Germany on Wednesday unveiled draft reforms on immigration, skills training and promoting immigration from Western Balkan countries, a bid by Chancellor Olaf Scholz's government to plug labour shortages in Europe's largest economy.
"Securing our skilled labour base is one of Germany's biggest economic tasks for the coming decades," Labour Minister Hubertus Heil said.
The number of job vacancies in 2022 was at a record high of close to 2 million, according to the ministry.
One of the reforms is a new immigration law that aims to address key hurdles for migrants to Germany, particularly for those coming from outside the European Union.
"With this, we are laying the foundation for a new start in migration policy," Finance Minister Christian Lindner tweeted after the cabinet approved the reforms. "Anyone who can contribute to the country's economic success as a skilled worker is welcome."
The draft law, seen by Reuters, says the reform could increase the number of workers from countries outside the EU by 60,000 people a year.
"If people bring professional experience or personal potential with them, we will make it possible for them to gain a foothold in our labour market," Germany's Interior Minister Nancy Faeser said.
It offers foreign workers three pathways to enter the country. The first one requires a professional or university degree recognised in Germany, and an employment contract.
The second requires a minimum of two years of experience working in a relevant sector, and a degree or vocational training.
The third is a new "opportunity card" for individuals who do not have a job offer but have the potential to find work. The opportunity card follows a points-based system that takes into account qualifications, language skills, professional experience, connection to Germany and age.
"The draft contains a number of innovative and sensible ideas, but it is not far-reaching enough to do justice to the problem we are facing," migration expert Herbert Bruecker told Reuters. He said the requirements of the opportunity card were too complex just for a temporary visa to look for work.
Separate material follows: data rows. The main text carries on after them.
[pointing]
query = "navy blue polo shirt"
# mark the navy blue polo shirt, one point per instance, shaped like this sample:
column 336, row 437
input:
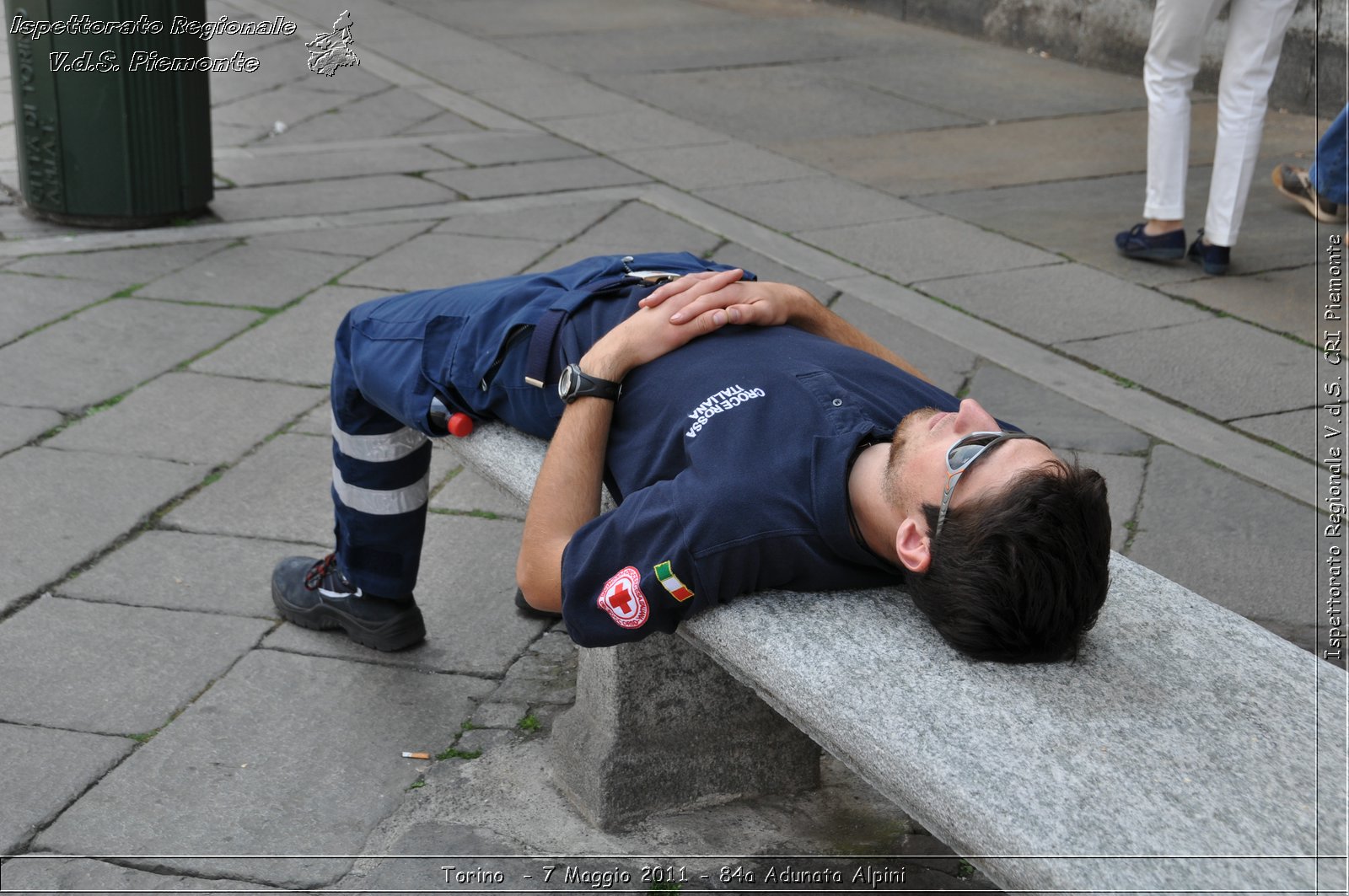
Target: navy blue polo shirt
column 728, row 459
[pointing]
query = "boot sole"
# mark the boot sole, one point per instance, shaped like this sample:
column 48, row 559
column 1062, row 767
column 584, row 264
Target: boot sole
column 1153, row 254
column 1305, row 201
column 398, row 633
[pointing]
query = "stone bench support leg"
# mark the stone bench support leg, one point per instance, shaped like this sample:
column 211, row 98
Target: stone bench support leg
column 658, row 727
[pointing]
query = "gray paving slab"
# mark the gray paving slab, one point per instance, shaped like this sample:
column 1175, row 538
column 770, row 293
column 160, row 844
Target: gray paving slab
column 537, row 177
column 1234, row 543
column 316, row 422
column 1061, row 219
column 766, row 269
column 472, row 625
column 1059, row 303
column 505, row 148
column 285, row 756
column 766, row 105
column 560, row 17
column 235, row 135
column 283, row 103
column 943, row 363
column 1066, row 424
column 465, row 491
column 112, row 669
column 1295, row 429
column 110, row 348
column 74, row 503
column 20, row 426
column 277, row 65
column 557, row 224
column 375, row 115
column 494, row 67
column 346, row 240
column 971, row 78
column 566, row 96
column 505, row 716
column 1011, row 153
column 316, row 166
column 188, row 571
column 27, row 303
column 714, row 165
column 251, row 276
column 674, row 47
column 126, row 266
column 405, row 868
column 294, row 346
column 924, row 249
column 1124, row 485
column 34, row 788
column 348, row 195
column 634, row 128
column 443, row 123
column 191, row 417
column 49, row 872
column 1207, row 366
column 641, row 224
column 281, row 491
column 17, row 224
column 445, row 260
column 540, row 679
column 1282, row 300
column 811, row 202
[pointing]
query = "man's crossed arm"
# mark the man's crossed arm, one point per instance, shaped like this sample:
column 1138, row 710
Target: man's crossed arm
column 567, row 491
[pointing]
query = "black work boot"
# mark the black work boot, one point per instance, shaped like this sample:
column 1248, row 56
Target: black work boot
column 314, row 594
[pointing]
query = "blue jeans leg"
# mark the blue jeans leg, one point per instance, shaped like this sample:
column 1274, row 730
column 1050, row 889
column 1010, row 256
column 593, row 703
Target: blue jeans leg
column 1328, row 172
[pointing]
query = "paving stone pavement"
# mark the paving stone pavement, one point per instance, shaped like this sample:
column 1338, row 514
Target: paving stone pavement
column 164, row 420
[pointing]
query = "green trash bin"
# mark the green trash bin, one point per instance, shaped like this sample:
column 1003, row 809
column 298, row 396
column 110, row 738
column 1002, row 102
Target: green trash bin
column 103, row 138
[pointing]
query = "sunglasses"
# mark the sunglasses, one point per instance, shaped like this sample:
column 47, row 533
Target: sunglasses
column 961, row 456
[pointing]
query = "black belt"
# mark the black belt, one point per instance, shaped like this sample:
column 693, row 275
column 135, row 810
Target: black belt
column 541, row 363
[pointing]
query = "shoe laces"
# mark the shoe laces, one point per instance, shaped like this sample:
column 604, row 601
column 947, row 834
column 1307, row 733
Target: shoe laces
column 320, row 571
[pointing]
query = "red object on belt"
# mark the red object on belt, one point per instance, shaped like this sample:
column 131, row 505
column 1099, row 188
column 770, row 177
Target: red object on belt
column 460, row 426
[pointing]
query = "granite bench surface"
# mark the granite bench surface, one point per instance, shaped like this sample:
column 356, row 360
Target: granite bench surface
column 1187, row 748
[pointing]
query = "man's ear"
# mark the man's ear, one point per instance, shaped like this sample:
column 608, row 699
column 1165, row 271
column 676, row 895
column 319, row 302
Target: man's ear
column 912, row 544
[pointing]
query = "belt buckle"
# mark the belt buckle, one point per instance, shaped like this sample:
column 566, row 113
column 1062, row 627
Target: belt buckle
column 651, row 278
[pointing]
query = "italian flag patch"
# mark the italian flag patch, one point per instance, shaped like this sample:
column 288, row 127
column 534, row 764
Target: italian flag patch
column 678, row 588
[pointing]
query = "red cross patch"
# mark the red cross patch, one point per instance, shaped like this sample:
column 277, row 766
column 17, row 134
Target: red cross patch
column 624, row 601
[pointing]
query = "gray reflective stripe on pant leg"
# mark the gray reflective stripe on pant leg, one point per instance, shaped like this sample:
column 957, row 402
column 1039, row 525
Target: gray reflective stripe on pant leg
column 382, row 503
column 378, row 448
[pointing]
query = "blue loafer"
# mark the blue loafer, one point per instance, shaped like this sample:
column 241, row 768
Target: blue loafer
column 1135, row 243
column 1214, row 258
The cabinet also approved an education law that entitles young people to paid off-the-job training. Germany's Federal Labour Agency will pay up to 67% of the net salary for the duration of the training.
The cabinet also decided to extend regulations for job-seekers from Albania, Bosnia-Herzegovina, Kosovo, the Republic of Northern Macedonia, Montenegro and Serbia, which were previously expected to expire at the end of the year. Germany will be able to recruit up to 50,000 workers annually from these countries. Under this regulation, Germany had previously been able to recruit 25,000 workers per year.
Bruecker welcomed this extension, noting that employment rates among these immigrants were between 97% and 98% three to five years after moving to Germany.
"The scheme is a complete success and it should be extended to other countries," Bruecker said.